Jeff Cormier, New Britain’s city planner, told the zoning subcommittee on April 14 that a sweeping state housing bill (Public Act 25-1, formerly House Bill 805) will require multiple changes to the city’s zoning ordinances and procedures.
“This is a big bill. It’s about 100 pages,” Cormier said. He explained several provisions taking effect July 1 will require local implementation, including a new category called “transit community middle housing” (defined in the act as two‑to‑nine residential units) that must be permitted by right or through a statutory “summary review” process on lots zoned commercial or mixed‑use.
Cormier said the law also removes parking as a ground to deny residential developments with 16 or fewer units, meaning such proposals cannot be rejected solely for failing to meet local parking standards.
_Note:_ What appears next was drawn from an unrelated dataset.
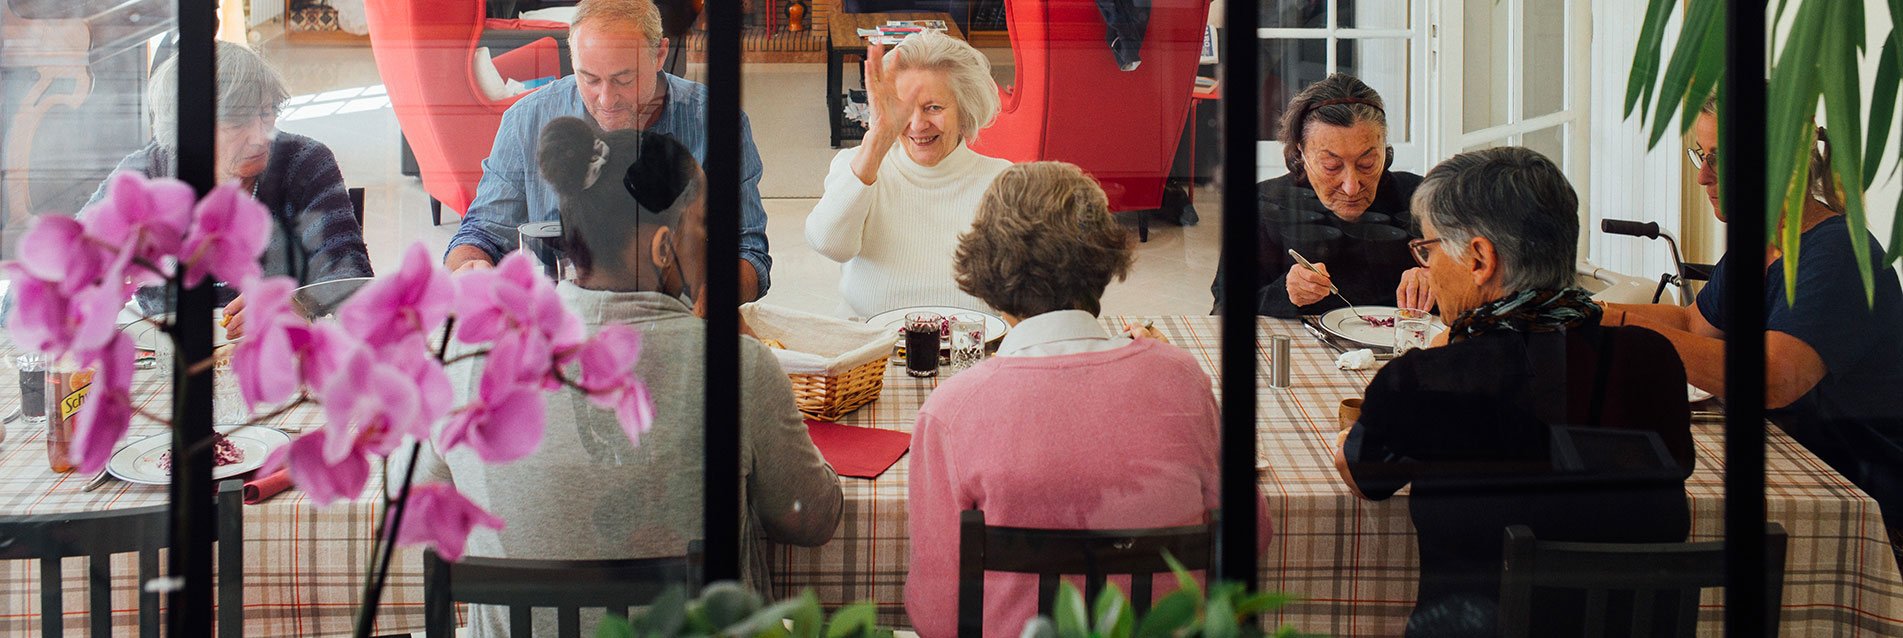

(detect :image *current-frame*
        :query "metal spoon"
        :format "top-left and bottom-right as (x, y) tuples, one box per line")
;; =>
(1287, 249), (1371, 321)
He noted the statute allows municipalities to create up to two narrowly defined conservation or traffic‑mitigation districts where some parking requirements may be retained, but those districts have size limits and specific criteria.
The law will also require municipalities to prepare a housing growth plan every five years; Cormier said New Britain’s first plan under the statute must be adopted by June 1, 2028. Staff are evaluating the statute with the Capital Region Planning Agency and will return to the council with proposed zoning text and map amendments. “We’re going to be back before you to try and do that,” Cormier said.
Justin Dorsy, director of planning and development, told councilors that some incentives in the act could provide grants or infrastructure reimbursement if the city meets designation criteria such as being a transit‑oriented community; he cautioned that preparing the housing growth plan itself will be a local expense and estimated consultant costs “like 25,000–30,000” to budget for in the next fiscal year.
Cormier reminded new and returning members that the Plan of Conservation and Development (POCD) guides local zoning — the city’s most recent POCD was adopted in 2021 — and that zoning changes are the primary tool to implement the new statutory requirements. He also noted the state requires land‑use commissioners to complete four hours of training.
Staff emphasized the work will proceed in stages (text and map amendments, summary‑review procedures, and potential district designations) and that proposals will return to the zoning authority and the City Plan Commission as the statutory referral steps require.